Auteur(s) : Riyaz Dattu, Patrick G. Welsh, Evan Barz, Gerard Kennedy

6 juillet 2015

Le cadre antérieur

Le 3 juillet 2015, le gouvernement du Canada a annoncé discrètement l’adoption du régime d’intégrité en matière d’approvisionnement et de transactions immobilières longuement attendu. Ce régime remplace l’ancien cadre en matière d’intégrité de Travaux publics et Services gouvernementaux Canada (TPSGC), qui avait été sévèrement critiqué. Selon ce cadre, un fournisseur exclu risquait de perdre des millions de dollars en contrats gouvernementaux fédéraux existants ou éventuels, qu’il y ait ou non des circonstances atténuantes, sans possibilité de réparer ses gestes. Le nouveau régime permet d’améliorer certains des aspects les plus sévères du cadre.

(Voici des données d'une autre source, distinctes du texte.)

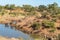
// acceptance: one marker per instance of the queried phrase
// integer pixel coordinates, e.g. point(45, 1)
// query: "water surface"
point(8, 31)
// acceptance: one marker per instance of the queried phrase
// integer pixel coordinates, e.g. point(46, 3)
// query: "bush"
point(35, 25)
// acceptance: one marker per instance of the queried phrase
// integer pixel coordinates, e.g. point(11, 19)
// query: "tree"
point(12, 6)
point(35, 25)
point(42, 7)
point(52, 8)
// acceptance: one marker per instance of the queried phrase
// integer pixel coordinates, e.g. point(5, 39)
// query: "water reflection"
point(8, 31)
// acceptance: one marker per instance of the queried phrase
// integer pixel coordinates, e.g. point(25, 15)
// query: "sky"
point(29, 2)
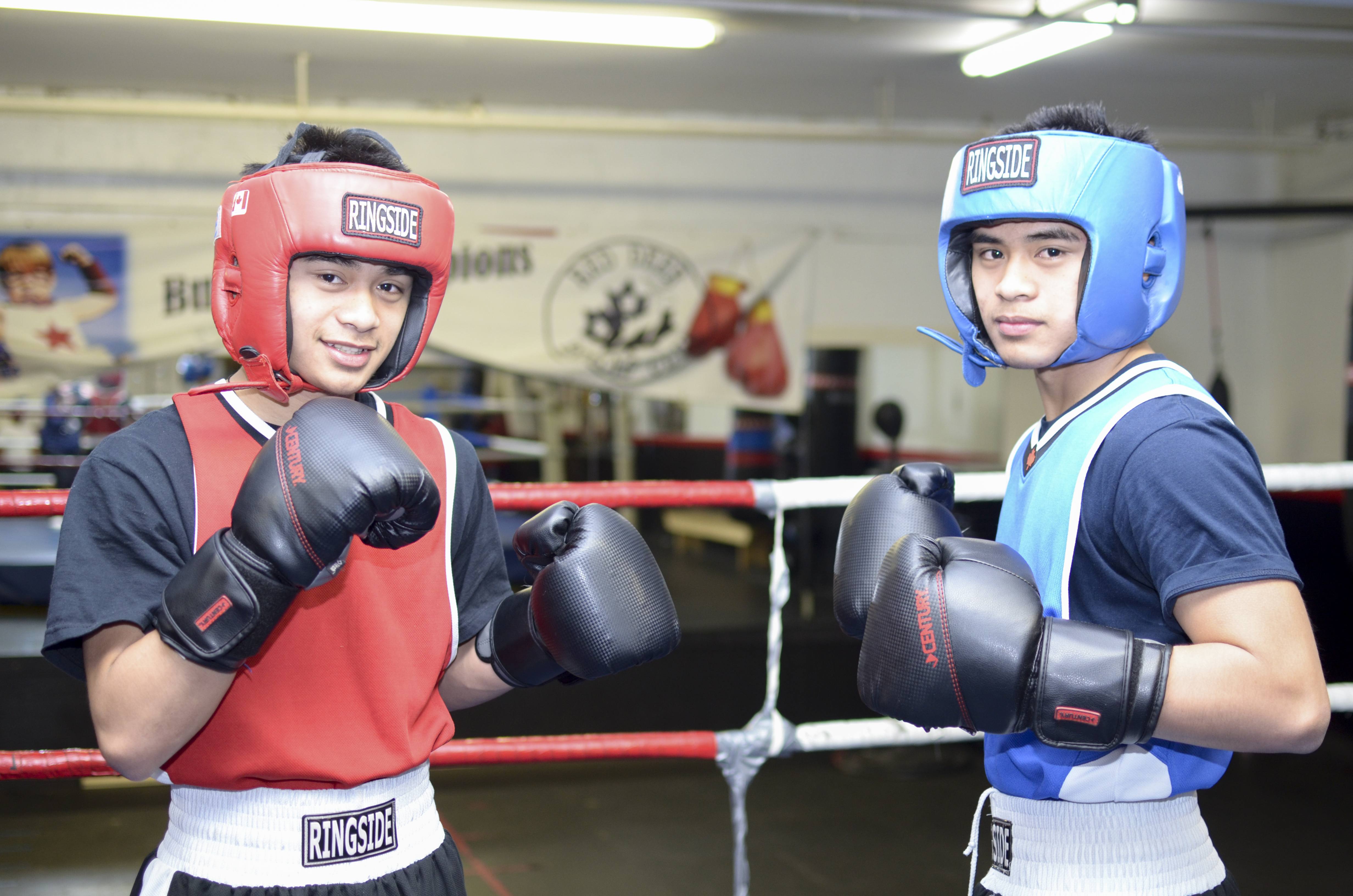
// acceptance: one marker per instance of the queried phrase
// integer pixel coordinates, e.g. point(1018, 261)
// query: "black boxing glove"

Le cadre, qui a été amélioré en mars 2014 sans processus de consultation, s’appliquait aux contrats gérés par TPSGC, notamment les contrats de construction, les contrats de biens et services et les transactions immobilières. Le mécanisme d’exclusion figurait au centre de ce cadre. Le fournisseur reconnu coupable d’un certain nombre d’infractions commises au Canada ou d’infractions semblables commises à l’étranger ou ayant plaidé coupable à un certain nombre de ces infractions  était exclu du processus pendant 10 ans (même en cas d’absolution conditionnelle ou inconditionnelle). La portée des infractions énumérées était large et celles-ci comportaient 18 catégories.

De plus, le cadre ne prévoyait aucun seuil financier. Par conséquent, l’incidence d’une infraction entraînant l’exclusion était la même pour une société ayant versé un pot‑de‑vin de peu de valeur que pour une entité reconnue coupable d’avoir versé des pots‑de‑vin totalisant des millions de dollars. En outre, le cadre ne conférait aucun pouvoir discrétionnaire. Ainsi, les fonctionnaires affectés aux travaux publics ne tenaient compte d’aucun facteur atténuant, notamment un dossier solide en matière de conformité, des efforts concertés de réhabilitation ou si l’infraction avait été commise par un seul employé malhonnête dans l’exécution d’une tâche sans lien avec le Canada. Par ailleurs, le cadre était rétrospectif, puisqu’il prévoyait des pénalités pour des condamnations survenues avant son adoption.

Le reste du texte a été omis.